Potential New Treatment Target for Patients with a Cryptococcosis Infection

Calcium-targeting drugs could potentially treat fatal cryptococcosis infections.

Researchers in a recent study found that fendiline hydrochloride, which is commonly used to treat angina, could potentially treat patients with a fatal cryptococcosis infection.

The drug may stimulate the patient’s white blood cells instead of using drugs to target the bacteria, according to a study published in the International Journal of Antimicrobial Agents. Cryptococcus neoformans hide in white blood cells and cause the infection, which makes it extremely hard to treat.

"Fungi are intrinsically more difficult to target than bacteria, because they are much more closely related, evolutionarily, to humans,” said researcher Robin May, MA, PhD. “Finding an essential pathway in a fungus that you could inhibit, which doesn't exist in humans, is very difficult. Therefore, the approach of stimulating your own immune system to kill the fungus, instead of killing it directly through treatment, is potentially more powerful."

Researchers analyzed 1200 FDA-approved drugs to find candidates that could potentially cause infected white blood cells to kill the fungus inside of them. They found 19 candidates that could potentially do so, but additional screening and host cell toxicity assays removed many candidates.

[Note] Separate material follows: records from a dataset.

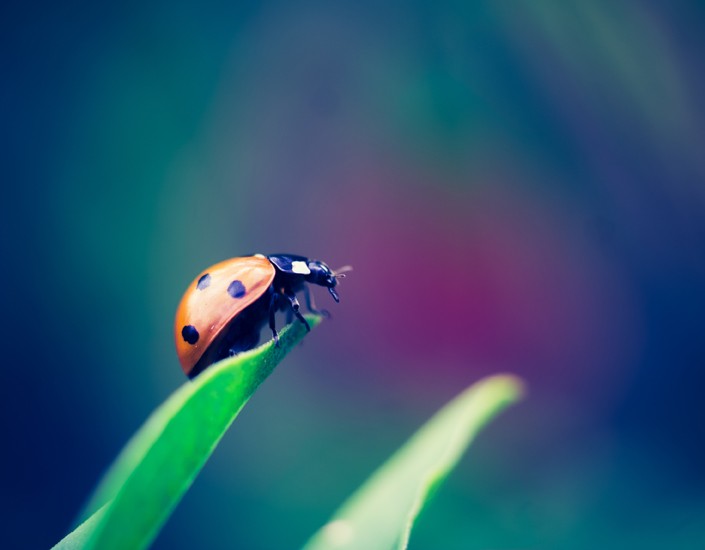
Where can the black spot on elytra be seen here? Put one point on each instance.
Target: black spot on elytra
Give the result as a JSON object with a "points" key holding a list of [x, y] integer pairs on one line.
{"points": [[236, 289], [204, 282], [190, 334]]}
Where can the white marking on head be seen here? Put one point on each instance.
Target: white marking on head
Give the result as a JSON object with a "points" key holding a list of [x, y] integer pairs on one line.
{"points": [[300, 267]]}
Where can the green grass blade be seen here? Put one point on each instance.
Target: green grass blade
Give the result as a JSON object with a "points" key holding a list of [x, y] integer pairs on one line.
{"points": [[379, 516], [78, 538], [159, 463]]}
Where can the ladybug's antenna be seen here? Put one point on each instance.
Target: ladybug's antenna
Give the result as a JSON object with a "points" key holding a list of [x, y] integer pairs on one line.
{"points": [[339, 273]]}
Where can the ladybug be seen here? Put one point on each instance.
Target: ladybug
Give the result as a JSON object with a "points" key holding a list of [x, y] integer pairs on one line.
{"points": [[226, 306]]}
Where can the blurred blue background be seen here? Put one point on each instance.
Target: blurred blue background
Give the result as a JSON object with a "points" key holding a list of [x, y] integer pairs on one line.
{"points": [[518, 185]]}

Fendiline hydrochloride was eventually identified as a potential treatment.

"Although calcium channel blockers have not previously been identified as a potential anticryptococcal agent, their ability to work in this way makes sense,” Dr May said. “We have previously shown that Cryptococcus perturbs calcium signaling when living inside human cells, probably in order to trick the cell into not killing it. Consequently, it's possible that fendiline hydrochloride works by overcoming this perturbation and restoring normal calcium dynamics, helping the host to kill the fungus.”

Patients who inhale the spores or desiccated yeasts will likely develop a pulmonary infection that could reach the central nervous system and cause meningitis. Immunocompromised patients are prone to cryptococcal infections, especially patients with HIV/AIDS. In sub-Saharan Africa, the associated mortality is 70%, according to the researchers.

The study found that further research is needed to determine whether other calcium-targeting drugs could be used to fight this disease.

"Considering the poor status of current anticryptococcal drugs, new treatment options for cryptococcosis are much needed,” concluded researcher Rebecca Hall, PhD. "Though the relatively high dose of fendiline hydrochloride required renders it unfit for clinical deployment against cryptococcosis in itself, our study presents an opportunity to approach treatment of this much neglected disease in a new way."